I think that we all need to act together to get every site opened to honest posting re the research. Buy-and-Holders and Valuation-Informed Indexers should be united re the process question and they would be if it were not for you Goons. The same laws that apply in every field of human endeavor outside of the investing advice field need to be made applicable in the investing advice field as well. It”s silly that I should even feel a need to say that. It’s not all just about turning a quick buck any way you can.
My best wishes to you.
Rob
You have YouTube, reddit, Facebook, Instagram, Tiktok and many other social media sites that have far more reach than Bogleheads. Stop whining and post content. I know you have a Twitter account. Go ahead and use it.

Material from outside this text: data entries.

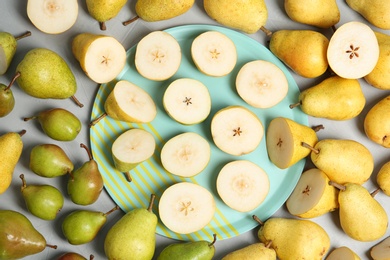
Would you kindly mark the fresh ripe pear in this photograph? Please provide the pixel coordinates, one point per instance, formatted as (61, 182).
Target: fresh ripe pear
(43, 201)
(334, 98)
(295, 238)
(82, 226)
(343, 160)
(248, 17)
(58, 123)
(104, 10)
(19, 237)
(86, 183)
(379, 77)
(381, 251)
(376, 12)
(7, 100)
(344, 253)
(377, 123)
(11, 147)
(49, 160)
(304, 51)
(256, 251)
(383, 178)
(189, 250)
(284, 141)
(8, 45)
(45, 74)
(319, 13)
(133, 236)
(361, 216)
(313, 196)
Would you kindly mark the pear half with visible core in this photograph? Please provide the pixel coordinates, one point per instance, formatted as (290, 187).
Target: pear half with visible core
(312, 196)
(236, 130)
(54, 16)
(101, 57)
(187, 101)
(284, 141)
(344, 253)
(132, 148)
(242, 185)
(214, 53)
(186, 154)
(158, 56)
(186, 207)
(353, 50)
(381, 251)
(261, 84)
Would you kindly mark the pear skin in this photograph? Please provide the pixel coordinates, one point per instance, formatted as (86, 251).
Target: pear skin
(11, 147)
(334, 98)
(361, 216)
(248, 17)
(319, 13)
(304, 51)
(379, 77)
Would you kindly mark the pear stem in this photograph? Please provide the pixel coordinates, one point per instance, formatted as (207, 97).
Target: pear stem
(17, 75)
(125, 23)
(111, 210)
(310, 147)
(152, 197)
(88, 151)
(76, 101)
(337, 185)
(94, 122)
(24, 35)
(256, 218)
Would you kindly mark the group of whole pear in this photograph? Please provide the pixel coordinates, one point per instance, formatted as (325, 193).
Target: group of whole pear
(355, 52)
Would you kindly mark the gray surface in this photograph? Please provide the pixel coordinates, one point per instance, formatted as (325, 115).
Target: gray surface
(15, 21)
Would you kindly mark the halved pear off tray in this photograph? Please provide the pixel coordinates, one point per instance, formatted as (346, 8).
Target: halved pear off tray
(150, 177)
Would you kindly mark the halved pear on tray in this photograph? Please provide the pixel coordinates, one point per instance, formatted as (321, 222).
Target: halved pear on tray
(313, 196)
(101, 57)
(186, 207)
(158, 56)
(236, 130)
(242, 185)
(261, 84)
(187, 101)
(284, 140)
(214, 53)
(186, 154)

My priority today is finishing the book that I am writing re this matter. When that’s done, I can imagine visiting all of the sites to which you are referring.
That won’t end the need to get Bogleheads opened to honest posting re the research as well. We need every investing site to be opened to honest posting re the research, There’s huge leverage in that. There are lots of smart people at Bogleheads. Many of them have expressed a desire that every site be opened to honest posting. I would like to be learning from those people on a daily basis and to have them learning from me.
Learning is this world’s one true free lunch. I would like to see as much of that going on as possible.
That’s where I’m coming from.
Rob
The Bogleheads don’t matter. They’re a small slice of the internet investing community. If you’re right then go out and prove it while somehow explaining how an investing genius like you are broke and pushing 70.
I think Bogleheads matters a great deal. A significant percentage of the material in my book is rooted in things I learned by interacting with lots of smart people at Bogleheads.
I view the Bennett/Pfau research as the most important research published in this field since Shiller’s Nobel-prize-winning 1981 research. I met Wade on Bogleheads. So that research wouldn’t exist without Bogleheads. That’s just one example.
Bogle put up his post saying that he could see how there might be circumstances in which market timing could work at Bogleheads. He had never said that before. That was a significant advance.
Bogleheads is potentially a great place. But obviously it needs to be opened to honest posting re the peer-reviewed research. It’s unfortunate that I even need to say that.
Rob
Bogleheads is not even in the top 20,000 websites. YouTube is the #2 site, Facebook is #3, Instagram is 4th, Twitter/X is 5th. Reddit is #12. You’re worried about a niche website that most people have never heard of. Go on and post to the top websites. If you’re the expert with the insights that people need to hear then go to where the people are and tell them.
There’s no need to pick and choose. Every site on the internet should be open to honest posting re the peer-reviewed research. It’s a win, win. win, win, win. It’s not possible for the rational human mind to imagine any downside.
Rob
No Rob, what you want is authoritarianism.
I’m so bad. Isn’t it obvious?
Hasn’t it been obvious since the morning of May 13, 2002?